Hulda: «So, we haven't got any `aims' in the local areas, Kirsten... (She sighs) She lives in a local area [Den Blå Karamel] which feels a little bit abandoned because houses have been threatened to be torn down by the engineers

_ «Yeah, but that's not what I meant. I had the feeling that maybe you support people, try to get them participating in the common political life, you know?»

Hulda: «It's not my job to do that.»

Pourtant membre du même groupe de contact et ayant la même fonction dans leurs aires locales respectives, Kirsten et Hulda ont deux conceptions différentes du rôle qu'elles occupent à Christiania : Kirsten a pleinement conscience de la gravité du renoncement à s'impliquer aux affaires publiques par une frange importante de la population et tente de sensibiliser et de mobiliser les autres christianites vivant dans son aire locale. Pour Hulda, militer pour l'implication de son voisinage dans les affaires publiques ne fait pas partie de sa tâche et elle ne semble pas trouver l'intérêt de se lancer dans ce type de combat perdu d'avance.

En somme, la vision idéaliste des pionniers de Christiania voudrait que cet univers dénué de hiérarchie soit possible grâce au principe d'organisation politique caractérisé par ces quinze unités politiques et administratives. En effet, cette organisation serait le moyen permettant d'assurer la répartition égalitaire des pouvoirs dans l'ensemble de la communauté. Ainsi, la capacité d'autogestion de l'individu ne se limiterait pas uniquement à la participation aux tâches communes, mais relèverait également d'un sens aigu des responsabilités pour la conduite des affaires communes.

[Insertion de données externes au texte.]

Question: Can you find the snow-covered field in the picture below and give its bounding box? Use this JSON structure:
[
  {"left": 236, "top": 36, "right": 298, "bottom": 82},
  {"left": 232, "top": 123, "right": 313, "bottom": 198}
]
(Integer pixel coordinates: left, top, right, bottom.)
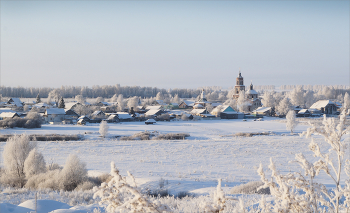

Il est évident que l'absence d'élus, qui s'explique par le rejet de la représentativité, induit une responsabilité politique plus grande pour l'ensemble des christianites. Cependant, comme nous avons commencé à le voir, il y a dans ces assemblées des aires locales un accaparement du débat par deux groupes dominants, ce qui conduit les membres des groupes dominés à renoncer à leurs droits démocratiques.

84 Nous reviendrons sur le rôle-clef que joue le groupe de contact dans la question du pouvoir à Christiania.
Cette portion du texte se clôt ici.